Lincoln being sworn in by Chief Justice Taney, Library of Congress

 

The idea of disregarding the U.S. Supreme Court—simply ignoring its
decisions—has become a flash point. “Americans will not tolerate
defiance of the institution and the rule of law,” remarked one
conservative law professor, irate about the possibility that President
Joe Biden or other political officials might engage in such behavior.
Who has defied the Supreme Court in the past? If leading examples
include Andrew Jackson the ethnic cleansing populist or George Wallace
the Southern segregationist, the answer has to be: no one good.

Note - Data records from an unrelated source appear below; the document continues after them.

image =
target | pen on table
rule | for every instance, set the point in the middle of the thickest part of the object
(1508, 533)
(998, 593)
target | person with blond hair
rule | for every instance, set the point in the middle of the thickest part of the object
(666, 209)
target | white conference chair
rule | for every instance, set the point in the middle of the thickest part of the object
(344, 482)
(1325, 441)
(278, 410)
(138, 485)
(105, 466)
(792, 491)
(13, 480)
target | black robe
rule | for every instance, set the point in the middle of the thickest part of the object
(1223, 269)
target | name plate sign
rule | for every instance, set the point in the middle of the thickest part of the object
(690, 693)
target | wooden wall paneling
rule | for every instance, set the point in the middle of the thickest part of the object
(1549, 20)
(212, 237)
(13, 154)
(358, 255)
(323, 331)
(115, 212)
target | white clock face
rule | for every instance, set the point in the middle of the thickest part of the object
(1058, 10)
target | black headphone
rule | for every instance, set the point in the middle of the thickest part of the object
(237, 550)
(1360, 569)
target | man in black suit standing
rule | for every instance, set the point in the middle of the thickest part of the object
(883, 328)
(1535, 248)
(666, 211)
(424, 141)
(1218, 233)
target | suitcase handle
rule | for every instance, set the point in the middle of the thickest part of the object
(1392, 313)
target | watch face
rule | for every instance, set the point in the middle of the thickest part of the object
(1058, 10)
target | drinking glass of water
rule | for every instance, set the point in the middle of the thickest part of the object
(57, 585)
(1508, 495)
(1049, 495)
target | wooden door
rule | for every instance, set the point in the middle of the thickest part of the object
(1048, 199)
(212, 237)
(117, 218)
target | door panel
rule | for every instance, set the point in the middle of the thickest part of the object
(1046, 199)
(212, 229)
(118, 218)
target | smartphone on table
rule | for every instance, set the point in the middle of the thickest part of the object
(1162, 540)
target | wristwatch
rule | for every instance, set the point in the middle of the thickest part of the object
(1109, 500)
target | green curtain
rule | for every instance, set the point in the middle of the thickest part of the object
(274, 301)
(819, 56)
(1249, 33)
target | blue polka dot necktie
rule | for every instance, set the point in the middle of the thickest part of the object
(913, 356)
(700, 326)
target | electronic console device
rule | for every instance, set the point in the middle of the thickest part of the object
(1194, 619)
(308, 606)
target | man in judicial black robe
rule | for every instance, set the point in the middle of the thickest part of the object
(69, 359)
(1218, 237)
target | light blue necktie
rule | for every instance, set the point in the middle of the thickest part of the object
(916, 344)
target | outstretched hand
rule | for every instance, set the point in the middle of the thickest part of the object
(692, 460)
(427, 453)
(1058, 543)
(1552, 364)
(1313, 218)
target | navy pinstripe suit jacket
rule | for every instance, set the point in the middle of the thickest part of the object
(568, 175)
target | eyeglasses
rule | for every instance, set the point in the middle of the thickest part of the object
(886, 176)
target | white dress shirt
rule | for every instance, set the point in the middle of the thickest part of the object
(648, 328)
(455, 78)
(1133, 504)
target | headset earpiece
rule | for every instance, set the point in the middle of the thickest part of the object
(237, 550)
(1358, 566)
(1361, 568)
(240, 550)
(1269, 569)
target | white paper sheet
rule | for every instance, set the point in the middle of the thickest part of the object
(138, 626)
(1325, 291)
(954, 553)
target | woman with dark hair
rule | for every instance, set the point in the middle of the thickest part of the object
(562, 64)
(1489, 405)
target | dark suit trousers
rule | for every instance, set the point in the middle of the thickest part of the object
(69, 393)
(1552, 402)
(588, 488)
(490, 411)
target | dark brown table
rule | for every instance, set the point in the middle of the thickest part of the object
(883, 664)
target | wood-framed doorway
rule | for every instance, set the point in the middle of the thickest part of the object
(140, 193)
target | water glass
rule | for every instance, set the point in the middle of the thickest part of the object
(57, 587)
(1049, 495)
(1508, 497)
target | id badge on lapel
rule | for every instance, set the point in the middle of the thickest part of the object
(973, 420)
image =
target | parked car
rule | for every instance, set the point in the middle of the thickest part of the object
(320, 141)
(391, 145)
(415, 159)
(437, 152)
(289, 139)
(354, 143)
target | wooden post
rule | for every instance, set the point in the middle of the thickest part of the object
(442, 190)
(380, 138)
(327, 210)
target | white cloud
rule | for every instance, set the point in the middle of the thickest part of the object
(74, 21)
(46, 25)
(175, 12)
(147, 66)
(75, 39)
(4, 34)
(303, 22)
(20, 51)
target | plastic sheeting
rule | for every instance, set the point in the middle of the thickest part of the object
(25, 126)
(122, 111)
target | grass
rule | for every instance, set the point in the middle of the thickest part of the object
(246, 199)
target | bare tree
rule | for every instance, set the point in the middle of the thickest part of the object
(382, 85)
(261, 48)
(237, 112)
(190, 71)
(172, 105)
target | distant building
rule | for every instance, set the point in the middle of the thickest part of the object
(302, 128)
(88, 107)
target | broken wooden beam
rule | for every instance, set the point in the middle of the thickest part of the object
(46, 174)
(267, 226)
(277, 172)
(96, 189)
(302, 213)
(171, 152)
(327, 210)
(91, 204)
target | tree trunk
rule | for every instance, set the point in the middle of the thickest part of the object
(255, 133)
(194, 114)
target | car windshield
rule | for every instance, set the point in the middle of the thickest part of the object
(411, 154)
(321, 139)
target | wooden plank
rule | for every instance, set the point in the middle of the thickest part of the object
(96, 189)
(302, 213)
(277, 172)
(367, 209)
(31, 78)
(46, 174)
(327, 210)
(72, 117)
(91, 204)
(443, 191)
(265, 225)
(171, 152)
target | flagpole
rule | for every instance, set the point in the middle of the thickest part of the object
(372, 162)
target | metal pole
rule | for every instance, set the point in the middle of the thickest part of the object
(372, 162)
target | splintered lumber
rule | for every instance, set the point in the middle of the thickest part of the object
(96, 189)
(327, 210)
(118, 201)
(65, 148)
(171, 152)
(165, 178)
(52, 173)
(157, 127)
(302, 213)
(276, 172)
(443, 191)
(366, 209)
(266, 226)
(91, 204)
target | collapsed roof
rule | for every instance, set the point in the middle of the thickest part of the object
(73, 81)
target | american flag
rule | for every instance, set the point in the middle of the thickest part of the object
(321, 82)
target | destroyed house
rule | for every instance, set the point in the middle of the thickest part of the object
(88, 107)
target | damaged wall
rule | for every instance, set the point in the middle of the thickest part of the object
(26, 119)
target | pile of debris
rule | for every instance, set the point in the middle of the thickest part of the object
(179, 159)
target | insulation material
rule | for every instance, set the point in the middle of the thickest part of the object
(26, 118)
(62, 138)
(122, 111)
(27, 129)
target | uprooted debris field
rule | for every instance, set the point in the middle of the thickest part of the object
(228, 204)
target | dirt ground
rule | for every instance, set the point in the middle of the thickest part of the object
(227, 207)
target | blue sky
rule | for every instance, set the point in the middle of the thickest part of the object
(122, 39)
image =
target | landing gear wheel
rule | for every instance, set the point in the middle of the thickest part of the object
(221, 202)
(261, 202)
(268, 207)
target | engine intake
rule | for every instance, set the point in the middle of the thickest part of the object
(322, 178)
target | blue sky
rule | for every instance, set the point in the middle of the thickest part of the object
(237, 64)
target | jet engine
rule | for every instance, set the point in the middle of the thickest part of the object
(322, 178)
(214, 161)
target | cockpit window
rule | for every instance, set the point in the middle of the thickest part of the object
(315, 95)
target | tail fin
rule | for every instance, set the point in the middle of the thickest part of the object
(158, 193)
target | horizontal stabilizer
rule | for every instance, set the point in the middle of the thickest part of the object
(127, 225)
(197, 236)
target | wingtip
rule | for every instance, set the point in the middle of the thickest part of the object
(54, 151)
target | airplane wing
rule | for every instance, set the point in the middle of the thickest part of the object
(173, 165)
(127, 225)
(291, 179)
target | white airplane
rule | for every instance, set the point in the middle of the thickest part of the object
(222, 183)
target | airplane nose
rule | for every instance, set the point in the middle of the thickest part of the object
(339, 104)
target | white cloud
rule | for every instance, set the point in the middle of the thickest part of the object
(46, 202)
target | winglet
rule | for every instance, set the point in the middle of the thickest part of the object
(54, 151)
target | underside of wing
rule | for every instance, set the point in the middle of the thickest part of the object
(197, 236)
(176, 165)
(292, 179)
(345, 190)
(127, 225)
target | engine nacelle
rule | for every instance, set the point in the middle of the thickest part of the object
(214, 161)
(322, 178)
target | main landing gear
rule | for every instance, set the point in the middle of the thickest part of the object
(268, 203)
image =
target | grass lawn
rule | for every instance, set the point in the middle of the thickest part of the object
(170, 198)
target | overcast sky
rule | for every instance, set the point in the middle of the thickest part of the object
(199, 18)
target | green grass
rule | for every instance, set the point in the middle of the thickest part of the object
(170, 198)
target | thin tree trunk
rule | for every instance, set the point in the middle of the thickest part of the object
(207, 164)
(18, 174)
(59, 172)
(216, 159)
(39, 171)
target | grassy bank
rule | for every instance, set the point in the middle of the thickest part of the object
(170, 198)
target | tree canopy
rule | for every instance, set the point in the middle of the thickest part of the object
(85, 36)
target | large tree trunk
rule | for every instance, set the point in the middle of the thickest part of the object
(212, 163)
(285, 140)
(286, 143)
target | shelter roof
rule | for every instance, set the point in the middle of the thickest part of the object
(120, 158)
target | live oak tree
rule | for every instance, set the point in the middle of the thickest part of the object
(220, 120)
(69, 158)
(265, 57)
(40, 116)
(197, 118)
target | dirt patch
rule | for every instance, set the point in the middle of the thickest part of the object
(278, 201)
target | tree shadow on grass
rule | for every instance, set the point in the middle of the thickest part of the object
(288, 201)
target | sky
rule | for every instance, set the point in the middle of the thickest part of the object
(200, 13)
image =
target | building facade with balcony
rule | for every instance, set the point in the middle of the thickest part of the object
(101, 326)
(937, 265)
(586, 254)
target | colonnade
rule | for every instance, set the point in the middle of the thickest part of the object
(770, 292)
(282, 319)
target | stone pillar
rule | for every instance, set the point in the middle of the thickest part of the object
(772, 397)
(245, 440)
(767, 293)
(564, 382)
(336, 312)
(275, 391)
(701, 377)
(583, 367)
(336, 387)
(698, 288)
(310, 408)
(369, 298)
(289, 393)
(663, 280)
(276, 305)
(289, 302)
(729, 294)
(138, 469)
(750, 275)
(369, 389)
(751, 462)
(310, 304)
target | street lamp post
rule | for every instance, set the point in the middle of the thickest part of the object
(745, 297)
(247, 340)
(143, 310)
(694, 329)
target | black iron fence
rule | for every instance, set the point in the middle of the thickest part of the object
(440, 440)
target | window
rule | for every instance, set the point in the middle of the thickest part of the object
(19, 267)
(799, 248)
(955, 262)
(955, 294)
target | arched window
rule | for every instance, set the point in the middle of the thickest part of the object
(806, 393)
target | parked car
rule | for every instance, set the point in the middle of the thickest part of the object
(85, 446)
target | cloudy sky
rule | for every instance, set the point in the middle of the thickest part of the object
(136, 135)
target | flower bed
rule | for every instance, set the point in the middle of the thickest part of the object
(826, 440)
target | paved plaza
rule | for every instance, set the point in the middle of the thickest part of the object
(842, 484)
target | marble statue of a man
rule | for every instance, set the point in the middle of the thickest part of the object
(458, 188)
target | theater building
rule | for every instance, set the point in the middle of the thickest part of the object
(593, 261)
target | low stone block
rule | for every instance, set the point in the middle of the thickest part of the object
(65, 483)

Recently, when two left-leaning professors, Aaron Belkin and Mark
Tushnet, called for a modest and partial form of disobedience in
response to the mounting damage of Supreme Court precedents,
conservatives rained opprobrium on them. Disregarding a judgment of
the Supreme Court is “a fast track to tyranny,” if not
“thuggery” pure and simple, the right raged. The rule of law
depends on compliance with the justices’ commands.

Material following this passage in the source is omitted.